Personaggio invece originale e centratissimo è quello della principessa Statira che il frontespizio definisce “semplice”, termine fin riduttivo per definire un personaggio di un’ingenuità e di un candore spiazzanti, decisamente oltre il limite della dabbenaggine, cui sono affidati i momenti più comici del libretto. Sara Mingardo mostra un inatteso talento comico tratteggiando un personaggio irresistibile al riguardo mentre ben più prevedibili sono la qualità della resa musicale, la bellezza di una vocalità morbida e setosa, profondamente femminile nonostante le bruniture da autentico contralto, la tecnica esemplare e la perfetta conoscenza di questo repertorio.
Annunciata come indisposta Delphine Galou è un’Argene godibilissima; musicalmente precisa e puntuale, tecnicamente ben impostata – le difficoltà dell’aria di chiusura “Ferri, ceppi, sangue, morte” sono risolte con sicurezza –. Forse solo qualche flebilità di emissione ha tradito il non perfetto stato di salute.

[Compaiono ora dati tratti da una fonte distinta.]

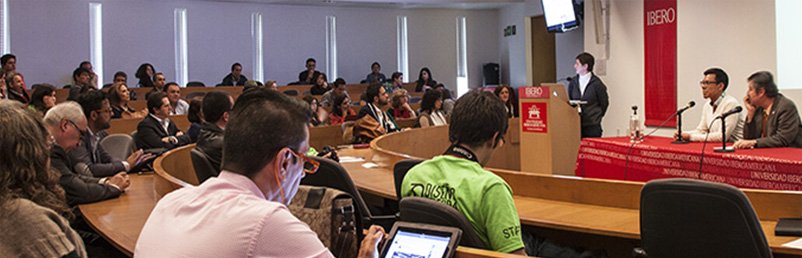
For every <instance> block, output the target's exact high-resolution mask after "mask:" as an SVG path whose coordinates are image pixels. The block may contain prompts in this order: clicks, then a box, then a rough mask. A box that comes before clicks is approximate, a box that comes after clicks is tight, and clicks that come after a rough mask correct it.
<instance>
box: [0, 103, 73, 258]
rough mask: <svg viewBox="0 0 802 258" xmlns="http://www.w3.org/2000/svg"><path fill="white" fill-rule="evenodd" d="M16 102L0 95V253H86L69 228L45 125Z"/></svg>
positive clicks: (3, 256)
mask: <svg viewBox="0 0 802 258" xmlns="http://www.w3.org/2000/svg"><path fill="white" fill-rule="evenodd" d="M20 107H21V105H20V104H19V103H18V102H14V101H9V100H0V146H14V147H12V148H0V171H2V173H0V214H3V215H2V216H3V219H0V230H2V232H3V235H2V237H0V239H2V241H0V257H87V254H86V250H85V249H84V243H83V241H82V240H81V237H80V236H79V235H78V234H77V233H75V231H74V230H73V229H72V228H70V224H69V222H68V219H71V218H72V216H73V215H72V213H71V212H70V209H69V208H68V207H67V203H66V201H65V197H64V190H63V189H62V188H61V186H59V183H58V180H59V175H58V174H57V173H55V172H54V170H51V169H50V151H49V148H50V146H49V142H50V140H49V139H50V138H49V137H48V133H47V130H46V129H45V126H44V125H43V124H42V122H41V120H40V119H39V118H37V117H36V115H34V114H33V113H31V112H27V111H25V110H24V109H22V108H20Z"/></svg>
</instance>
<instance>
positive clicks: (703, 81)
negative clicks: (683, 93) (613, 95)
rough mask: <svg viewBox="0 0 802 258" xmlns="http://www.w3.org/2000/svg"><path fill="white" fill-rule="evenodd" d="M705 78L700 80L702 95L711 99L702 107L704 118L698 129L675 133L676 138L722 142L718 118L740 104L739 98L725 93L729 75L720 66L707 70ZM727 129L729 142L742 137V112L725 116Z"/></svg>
mask: <svg viewBox="0 0 802 258" xmlns="http://www.w3.org/2000/svg"><path fill="white" fill-rule="evenodd" d="M703 74H704V78H702V80H701V81H700V82H699V86H701V88H702V96H703V97H704V98H705V99H708V100H710V102H706V103H704V104H703V107H702V119H701V120H700V121H699V125H698V126H696V129H694V130H691V131H685V132H682V134H681V135H677V133H674V139H677V138H679V137H682V139H683V140H686V141H694V142H701V141H705V139H707V141H709V142H721V119H717V117H718V116H720V115H721V114H722V113H724V112H727V111H730V110H732V109H733V108H735V107H737V106H738V105H739V103H738V99H736V98H735V97H733V96H730V95H727V94H725V93H726V92H725V91H726V90H727V86H728V85H729V77H728V76H727V73H726V72H724V70H721V69H720V68H710V69H707V70H705V72H704V73H703ZM725 125H726V126H727V129H726V130H727V131H726V132H725V135H726V137H727V142H735V141H737V140H739V139H741V135H742V133H743V129H742V128H743V119H742V118H741V116H740V114H733V115H731V116H728V117H727V118H725Z"/></svg>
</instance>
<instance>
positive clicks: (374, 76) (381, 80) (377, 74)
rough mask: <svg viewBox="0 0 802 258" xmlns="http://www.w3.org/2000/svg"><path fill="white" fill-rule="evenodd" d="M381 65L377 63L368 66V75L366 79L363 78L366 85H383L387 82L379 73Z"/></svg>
mask: <svg viewBox="0 0 802 258" xmlns="http://www.w3.org/2000/svg"><path fill="white" fill-rule="evenodd" d="M381 70H382V65H381V64H379V62H373V64H371V65H370V73H369V74H368V76H367V78H365V82H366V83H370V84H372V83H384V81H386V80H387V77H386V76H384V74H383V73H381Z"/></svg>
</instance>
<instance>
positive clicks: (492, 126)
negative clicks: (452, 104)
mask: <svg viewBox="0 0 802 258" xmlns="http://www.w3.org/2000/svg"><path fill="white" fill-rule="evenodd" d="M507 126H508V119H507V112H506V109H505V108H504V104H502V103H501V101H500V100H499V99H498V97H496V96H495V95H493V94H492V93H490V92H481V91H476V90H474V91H471V92H468V93H466V94H465V95H464V96H462V97H461V98H459V99H458V100H457V103H456V105H455V107H454V112H453V114H452V115H451V123H450V124H449V128H448V137H449V139H451V144H452V145H451V147H449V148H448V149H447V150H446V152H445V153H444V154H443V155H441V156H436V157H434V158H432V159H430V160H427V161H424V162H422V163H421V164H419V165H417V166H415V167H413V168H412V169H410V170H409V172H408V173H407V175H406V176H405V177H404V181H403V183H402V186H401V195H402V196H405V197H406V196H418V197H425V198H429V199H433V200H437V201H439V202H442V203H445V204H448V205H449V206H451V207H454V208H455V209H457V210H458V211H460V212H461V213H462V214H464V215H465V217H466V218H467V219H468V221H470V222H471V224H472V225H473V228H474V229H476V231H477V233H478V235H479V237H481V238H482V241H483V242H484V243H485V246H487V247H488V248H490V249H491V250H495V251H497V252H503V253H517V254H525V253H524V242H523V240H522V237H521V221H520V219H519V218H518V210H517V209H516V208H515V203H513V200H512V190H511V189H510V186H509V185H507V183H506V182H504V180H503V179H501V177H499V176H497V175H495V174H493V172H490V171H487V170H485V169H484V168H482V167H483V166H484V165H485V164H487V162H488V161H490V157H491V156H492V154H493V151H495V150H496V148H498V147H500V146H501V145H503V144H504V134H505V133H506V132H507ZM483 200H485V201H483ZM486 200H490V201H486Z"/></svg>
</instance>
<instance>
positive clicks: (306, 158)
mask: <svg viewBox="0 0 802 258" xmlns="http://www.w3.org/2000/svg"><path fill="white" fill-rule="evenodd" d="M287 149H290V151H292V153H293V154H295V156H298V158H300V159H301V160H302V161H303V162H304V173H307V174H314V173H315V172H317V169H318V168H320V162H317V161H316V160H314V159H312V158H310V157H308V156H306V155H304V154H303V153H300V152H297V151H295V150H293V149H292V148H290V147H287Z"/></svg>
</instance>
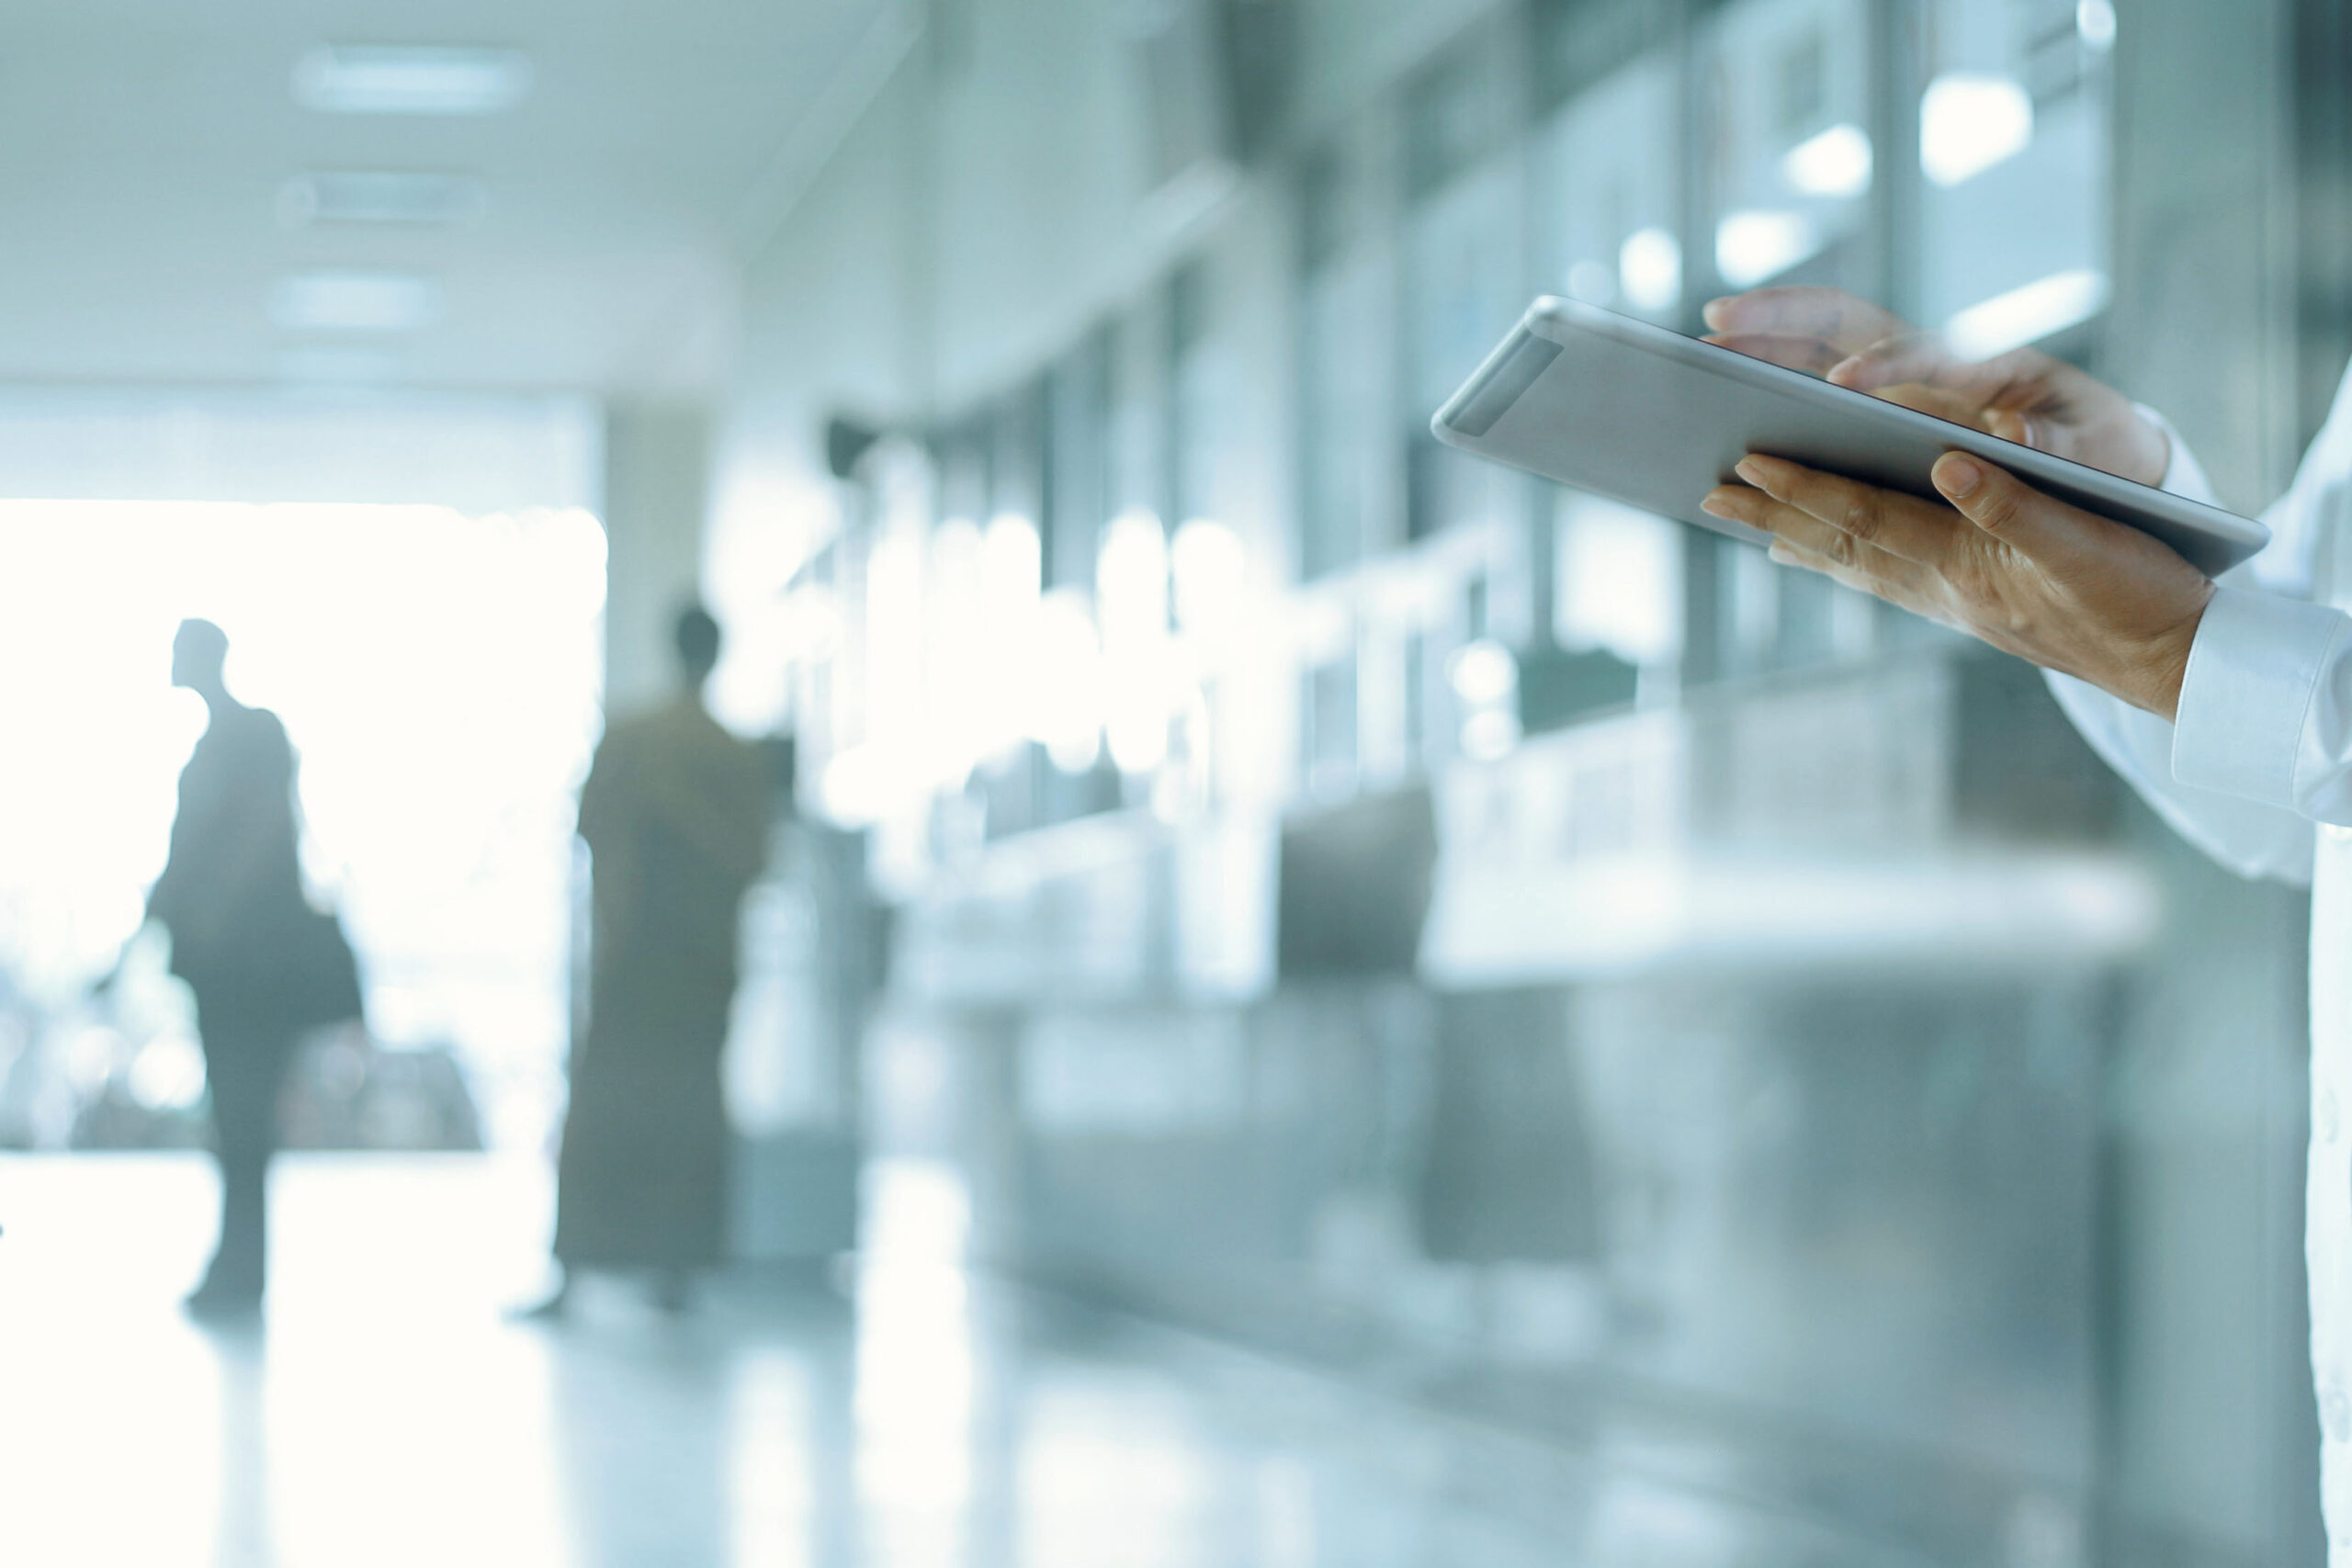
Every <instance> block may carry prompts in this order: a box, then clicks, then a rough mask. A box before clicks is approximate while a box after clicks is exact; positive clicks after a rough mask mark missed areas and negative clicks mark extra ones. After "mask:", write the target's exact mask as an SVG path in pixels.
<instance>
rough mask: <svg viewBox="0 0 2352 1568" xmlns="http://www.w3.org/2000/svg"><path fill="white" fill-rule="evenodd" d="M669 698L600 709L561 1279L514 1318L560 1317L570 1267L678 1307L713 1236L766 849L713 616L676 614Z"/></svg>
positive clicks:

Scenicamente poi si è dimostrata esemplare nello sfruttare i tratti comici presenti anche nel suo personaggio, la sorella perfida ma brillante, i cui progetti sono sempre fatti crollare dalle ingenuità di Statira. Tutta risolta sul versante musicale la parte di Alinda cui Roberta Mameli presta la sua voce agile e luminosa e la sua facilità nelle fiorettature. Il suo amato è l’Oronte di Lucia Cirillo, efficace sia sul piano vocale che su quello scenico, seppur impacciata dal costume da operaio petrolifero che non ne facilitava i movimenti; altrettanto efficace il suo rivale Arpago cui Veronica Cangemi conferiva i giusti accenti marziali. Riccardo Novara è un ottimo Niceno, dal momento che puà contare su una bella voce di baritono chiaro solida e squillante, su una dizione nitida e precis e su valide doti nel canto di coloratura. Romina Tommasoni (Flora) e Cullen Gandy (L’ombra di Ciro e l’Oracolo di Apollo) hanno completato efficacemente il cast. Buona presenza di pubblico in sala e successo particolarmente caloroso per tutti gli interpreti.